Advances in medical and surgical treatments have led to a considerable decrease in mortality among patients with CHD; therefore, the vast majority of these patients reach adulthood (14-19). Thus researches should now focus on the outcomes other than death. As far as we know, similar articles have examined the quality of life in this group of patients and this is the first study that has compared life satisfaction among CHD patients using a validated scale (12).

Eighty patients with CHD were evaluated in our study. When the satisfaction with life values of the patients with CHD was evaluated, it was observed that these patients had the same values of satisfaction with life in the presence of cyanotic CHD. Moons et al. claimed that the severity of CHD is minimally associated with perceived health and the quality of life (20). In another study conducted by Kahr et al. it was shown that the quality of life was impaired in patients with moderate and complex CHDs. However, the quality of life in patients with simple CHD was normal (21). Holbein et al. examined the quality of life in CHD patients and concluded that patients with a Fontan circulation had a lower quality life compared with ASD/VSD patients (22).

Ternestedt et al. reported that the group of patients with TOF rated their quality of life higher than the group of patients with ASD. Compared with patients with ASD, fewer patients with TOF believed that their life was affected by the disease. They concluded that mild heart diseases, may affect later life quality and the severity of the heart disease is not necessarily coherent with estimated quality of life (15).

No statistical significant association was observed between age and satisfaction with life in the current study. Reiner et al. declared that young patients with CHD reported their health-related quality of life as high as their healthy peers (23).

As Hunter and Swan declared, in contrast to most patients where illness is a factor of advancing age, the majorities of CHD patients have lived their entire lives with their condition and will have undergone at least one; if not multiple interventions by the time they reach adulthood (24). Boukovala et al. showed that adolescents and adults with CHD had a better physical health-related quality of life following surgery and catheter intervention compared with other treatment options (25).

Our study showed that life satisfaction was higher among patients with a history of corrective cardiac surgery; however, no statistical significance was observed. Ladak et al. indicated that CHD surgical patients had a lower health-related quality of life in comparison to their healthy counterparts (26).

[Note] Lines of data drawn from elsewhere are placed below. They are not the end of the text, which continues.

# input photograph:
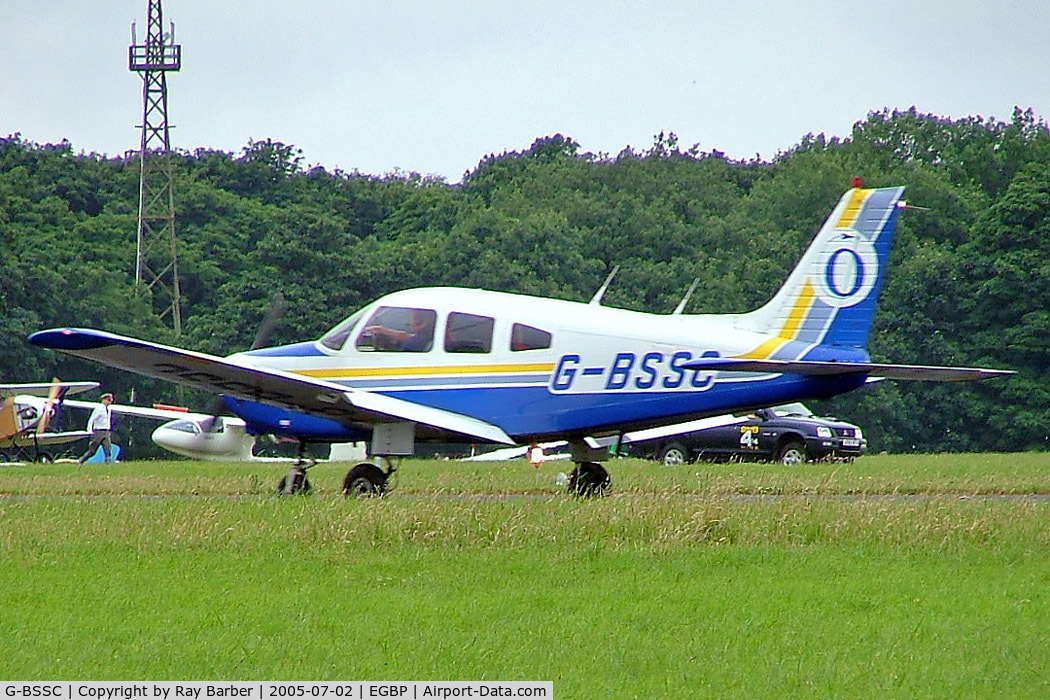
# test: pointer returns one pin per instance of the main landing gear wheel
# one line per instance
(363, 481)
(294, 482)
(589, 479)
(674, 454)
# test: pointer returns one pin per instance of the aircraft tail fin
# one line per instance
(831, 295)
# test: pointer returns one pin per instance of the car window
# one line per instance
(467, 333)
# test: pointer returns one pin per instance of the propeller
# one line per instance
(277, 309)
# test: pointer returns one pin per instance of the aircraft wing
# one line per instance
(353, 407)
(44, 388)
(27, 438)
(915, 372)
(146, 411)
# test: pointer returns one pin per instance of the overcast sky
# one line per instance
(433, 87)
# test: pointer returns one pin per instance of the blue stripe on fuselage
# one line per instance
(295, 349)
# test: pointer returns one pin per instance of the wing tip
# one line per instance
(68, 339)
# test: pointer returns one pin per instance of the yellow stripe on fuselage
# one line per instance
(352, 373)
(853, 209)
(791, 329)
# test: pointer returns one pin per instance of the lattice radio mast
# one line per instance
(156, 266)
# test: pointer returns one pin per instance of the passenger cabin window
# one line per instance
(525, 337)
(398, 330)
(466, 333)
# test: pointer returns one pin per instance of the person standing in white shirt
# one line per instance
(101, 425)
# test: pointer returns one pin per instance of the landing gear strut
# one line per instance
(295, 482)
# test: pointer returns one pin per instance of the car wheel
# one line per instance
(674, 454)
(791, 453)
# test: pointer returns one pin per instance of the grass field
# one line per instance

In another study conducted by Kamphuis et al. similar findings were reported; health-related quality of life was poorer in patients with the history of complex CHD surgery compared with the general population (27).

Pragt et al. exhibited that the quality of life in CHD patients with prosthetic valve was lower than the general population (28). Since no statistical significance was observed in the current study, further carefully designed studies with a greater sample size are necessary to demonstrate any potential relationship between age, sex, type of disease, a history of corrective cardiac surgery and satisfaction with life in CHD patients.

4.1. Conclusion

In conclusion, we found that life satisfaction in patients with cyanotic congenital heart disease and acyanotic congenital heart disease is not different and this association was not statistically significant. It was also concluded that age, sex, and the history of corrective cardiac surgery do not affect satisfaction with life in patients with congenital heart disease.